Step 5: Test the Azure Runbook

This time, let’s run a test to determine if the runbook will work as intended.

  1. Click the Test pane button.
    azure automation schedule
  2. Click Start to test the Azure runbook.
    create azure automation account powershell
    The status changes to Queued.
    azure ad automation
    To Running.
    azure automation in office 365
    And finally, to Completed.
    azure automation powershell
  3. How do you know it worked? Open the recipient’s mailbox, and you should see the email report sent from the Azure runbook, similar to the one below.
    microsoft azure ad automation
  4. Close the test pane.
    azure process automation office 365
  5. Since you’ve confirmed that the Azure runbook works, we can now publish it. To do so, click the Publish button and click Yes to confirm.
    azure automation examples
    The Azure runbook status now changes to Published.
    azure automation example

Step 6: Add a Schedule

Automating a task means should involve no manual intervention in running it. In this case, you must add a schedule (or multiple schedules) to execute the runbook unattended.

To accomplish this, let’s create a new schedule asset.

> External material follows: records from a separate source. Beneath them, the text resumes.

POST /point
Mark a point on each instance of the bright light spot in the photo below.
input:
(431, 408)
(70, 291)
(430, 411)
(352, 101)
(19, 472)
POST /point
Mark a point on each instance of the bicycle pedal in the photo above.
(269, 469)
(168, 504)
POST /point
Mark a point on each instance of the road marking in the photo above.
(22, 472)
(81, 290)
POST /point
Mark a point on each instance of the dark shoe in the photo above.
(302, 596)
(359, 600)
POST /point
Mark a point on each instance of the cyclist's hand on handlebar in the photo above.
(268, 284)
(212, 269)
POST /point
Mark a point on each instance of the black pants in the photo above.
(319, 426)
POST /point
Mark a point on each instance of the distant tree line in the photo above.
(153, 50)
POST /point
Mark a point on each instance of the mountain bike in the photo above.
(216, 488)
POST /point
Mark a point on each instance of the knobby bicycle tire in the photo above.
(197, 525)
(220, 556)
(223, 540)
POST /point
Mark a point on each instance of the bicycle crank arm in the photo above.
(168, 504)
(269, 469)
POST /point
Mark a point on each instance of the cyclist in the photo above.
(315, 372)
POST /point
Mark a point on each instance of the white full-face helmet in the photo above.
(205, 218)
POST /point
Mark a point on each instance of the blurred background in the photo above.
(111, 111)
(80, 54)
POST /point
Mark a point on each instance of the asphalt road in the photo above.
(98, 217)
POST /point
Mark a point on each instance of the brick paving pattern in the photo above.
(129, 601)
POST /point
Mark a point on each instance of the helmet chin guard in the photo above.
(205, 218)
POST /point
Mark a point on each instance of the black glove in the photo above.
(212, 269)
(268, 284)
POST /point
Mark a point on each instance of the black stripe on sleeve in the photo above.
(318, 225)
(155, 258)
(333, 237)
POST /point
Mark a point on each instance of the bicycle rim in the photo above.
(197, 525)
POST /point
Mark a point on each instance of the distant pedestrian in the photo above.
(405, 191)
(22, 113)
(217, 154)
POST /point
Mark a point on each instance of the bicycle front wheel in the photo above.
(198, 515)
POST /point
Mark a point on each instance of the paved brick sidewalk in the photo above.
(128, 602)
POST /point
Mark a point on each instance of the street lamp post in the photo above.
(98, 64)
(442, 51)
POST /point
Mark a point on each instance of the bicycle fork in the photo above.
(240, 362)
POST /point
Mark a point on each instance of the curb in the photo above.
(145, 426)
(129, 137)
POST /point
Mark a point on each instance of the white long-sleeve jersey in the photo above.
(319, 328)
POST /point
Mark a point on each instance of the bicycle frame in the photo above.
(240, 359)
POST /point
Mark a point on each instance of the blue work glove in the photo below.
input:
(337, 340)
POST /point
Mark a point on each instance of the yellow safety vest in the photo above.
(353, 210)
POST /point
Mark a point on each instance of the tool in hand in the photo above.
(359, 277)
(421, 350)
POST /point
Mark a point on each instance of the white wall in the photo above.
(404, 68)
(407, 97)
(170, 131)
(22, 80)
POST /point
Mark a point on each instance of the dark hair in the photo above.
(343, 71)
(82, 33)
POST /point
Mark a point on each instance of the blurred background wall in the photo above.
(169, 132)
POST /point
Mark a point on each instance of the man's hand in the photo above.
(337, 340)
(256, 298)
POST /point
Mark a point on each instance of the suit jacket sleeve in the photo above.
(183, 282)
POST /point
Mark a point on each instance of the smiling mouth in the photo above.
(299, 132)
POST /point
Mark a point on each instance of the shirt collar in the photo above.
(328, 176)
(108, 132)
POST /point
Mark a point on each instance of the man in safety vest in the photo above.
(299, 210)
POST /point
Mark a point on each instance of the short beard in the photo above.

  1. On the runbook page, click SchedulesAdd a schedule.
    azure ad automation runbook schedule
  2. Next, click Link a schedule to your runbook.
    schedule runbook azure ad
  3. Since we have yet to create a schedule asset, there is no schedule we can link to the runbook. So let’s create one. Click the Add a schedule button.
  4. On the New Schedule fly-out, fill out the form using the below details as an example.
    1. NameDaily@0600.
    2. DescriptionDaily at 6AM.
    3. Starts at — set the start date and the time at 6:00 AM.
    4. Time zone — select the appropriate timezone.
    5. RecurrentRecurring.
    6. Recur every1 Day.
    7. Set expirationNo.
      Once you’ve completed the schedule form, click Create.
      create a runbook in azure
  5. Finally, click OK.
    create runbook
    And the Azure runbook is now scheduled to run daily at 6:00 AM.
    create azure runbook


Automation with Azure runbooks is a quick and convenient solution to deploying your automation tasks in the cloud. Moreover, each automation account has a free 500 minutes of runtime per month.

And according to the Azure automation pricing table, the excess is at $0.002 per minute or $1 for another 500 minutes. Isn’t that just great?